The following year, in a New York Times article on the court challenge to the first-to-file provision, Professor Lemley further characterized this constitutional argument as “the legal equivalent of fringe science.”

Before the spring of 2011, my writings on legal doctrine and policy were published only in law journals, and I had never participated in a policy debate over patent legislation. In my academic articles before this time, I had critiqued Professor Lemley’s incorrect historical claims about whether U.S. patents were considered monopolies or property rights, and they reflected a purely academic tone that one should expect in a law journal article (see here). Before spring 2011, I had never addressed Professor Lemley, nor had he addressed me, about the AIA, other legislation or court cases.

Professor Lemley’s “Obama-birther” attack on me was surprising, and when I replied in the comments to his Facebook post solely on the substantive merits of the issue of policy versus law, Professor Lemley defended his accusation against me. (This is evidenced in the screen shot.)[2] At the time, I was still a relatively junior academic, and this was an object lesson about what a senior academic at a top-five-ranked law school considers acceptable in addressing a much-more junior academic with whom he disagrees. This remark in 2011 was not an outlier either, as Professor Lemley has used similar rhetoric in the ensuing years in addressing academics with whom he disagrees; for instance, a couple years ago, Professor Lemley publicly referred to an academic conference that I and other patent scholars participated in as a “Tea Party convention.”

Of course, legal and constitutional disputes consist of opposing arguments. In court cases and legislative debates, there are colorable legal and policy arguments on both sides of a dispute. Few issues are so irrational that they are not even cognizable as having a supporting argument, such as astrology and conspiracy theories like the birthers or 9-11 truthers. So, I will simply let my essay speak for itself as to whether it makes me the same as an “Obama-birther” and if my argument represents “fringe science.”

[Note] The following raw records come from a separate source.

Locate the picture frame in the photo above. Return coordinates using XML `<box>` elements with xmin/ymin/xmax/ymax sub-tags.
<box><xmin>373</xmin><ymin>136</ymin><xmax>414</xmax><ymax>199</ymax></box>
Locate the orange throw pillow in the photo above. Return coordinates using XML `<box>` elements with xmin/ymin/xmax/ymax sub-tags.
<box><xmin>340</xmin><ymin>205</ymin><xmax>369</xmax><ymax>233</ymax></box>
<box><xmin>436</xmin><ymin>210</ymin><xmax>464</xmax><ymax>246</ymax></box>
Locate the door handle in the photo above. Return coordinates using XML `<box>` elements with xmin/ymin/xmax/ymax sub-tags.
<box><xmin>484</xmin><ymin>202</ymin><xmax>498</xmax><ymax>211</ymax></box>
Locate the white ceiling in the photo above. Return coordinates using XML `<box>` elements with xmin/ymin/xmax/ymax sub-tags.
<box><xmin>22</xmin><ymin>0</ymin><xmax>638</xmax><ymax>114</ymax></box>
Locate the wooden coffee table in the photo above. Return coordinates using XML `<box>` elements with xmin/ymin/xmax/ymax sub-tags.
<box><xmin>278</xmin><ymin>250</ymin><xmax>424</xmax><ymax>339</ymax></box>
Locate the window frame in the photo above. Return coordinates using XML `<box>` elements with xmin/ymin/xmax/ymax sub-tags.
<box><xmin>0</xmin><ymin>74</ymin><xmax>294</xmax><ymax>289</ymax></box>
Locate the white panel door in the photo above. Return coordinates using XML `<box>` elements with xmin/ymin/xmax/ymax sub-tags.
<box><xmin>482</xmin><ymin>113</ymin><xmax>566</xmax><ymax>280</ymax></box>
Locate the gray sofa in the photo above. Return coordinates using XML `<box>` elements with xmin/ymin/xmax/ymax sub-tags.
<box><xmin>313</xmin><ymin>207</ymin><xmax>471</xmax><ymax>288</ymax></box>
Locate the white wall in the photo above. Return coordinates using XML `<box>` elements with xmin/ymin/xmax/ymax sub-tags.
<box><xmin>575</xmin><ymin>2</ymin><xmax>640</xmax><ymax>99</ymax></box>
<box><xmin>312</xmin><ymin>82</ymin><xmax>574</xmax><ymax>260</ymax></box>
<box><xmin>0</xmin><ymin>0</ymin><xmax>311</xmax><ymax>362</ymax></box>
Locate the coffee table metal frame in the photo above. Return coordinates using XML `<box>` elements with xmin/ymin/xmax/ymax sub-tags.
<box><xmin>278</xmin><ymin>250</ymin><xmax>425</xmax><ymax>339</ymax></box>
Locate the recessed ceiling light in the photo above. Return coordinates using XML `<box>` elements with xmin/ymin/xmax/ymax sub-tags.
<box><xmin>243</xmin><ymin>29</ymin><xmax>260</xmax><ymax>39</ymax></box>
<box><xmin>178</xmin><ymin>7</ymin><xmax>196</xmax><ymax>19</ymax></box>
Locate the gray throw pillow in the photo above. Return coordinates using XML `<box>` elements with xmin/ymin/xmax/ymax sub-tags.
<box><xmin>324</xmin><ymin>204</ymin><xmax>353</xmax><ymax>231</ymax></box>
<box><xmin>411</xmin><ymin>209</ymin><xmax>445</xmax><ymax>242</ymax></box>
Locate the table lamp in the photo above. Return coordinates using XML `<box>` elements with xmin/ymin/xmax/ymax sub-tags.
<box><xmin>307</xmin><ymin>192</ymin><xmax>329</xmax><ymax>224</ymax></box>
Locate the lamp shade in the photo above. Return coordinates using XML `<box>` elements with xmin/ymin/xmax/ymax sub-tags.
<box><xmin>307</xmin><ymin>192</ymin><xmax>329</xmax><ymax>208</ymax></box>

More important, if or when a good case arises in which an inventor can rightly claim an identifiable and specific harm as a result of the statutory change created by the AIA, I hope my essay will be of some value.

[1] Full disclosure: The U.S. Business & Industry Council paid me for my time in writing the essay, which I disclosed in the essay itself. Unfortunately, as recently reported by IAM Magazine, other legal academics are not always so forthcoming about their financial and legal connections to companies when publicly commenting on court cases or advocating for enactment of legislation.

[2] This is a link to a screen shot I took last year only because the Facebook post by Professor Lemley recently disappeared after I only quoted the language from it about a month ago when I shared on Facebook my essay with my friends and colleagues.

UPDATE on June 7: I added some more supporting links and some additional information after this was initially published on June 6, 2016.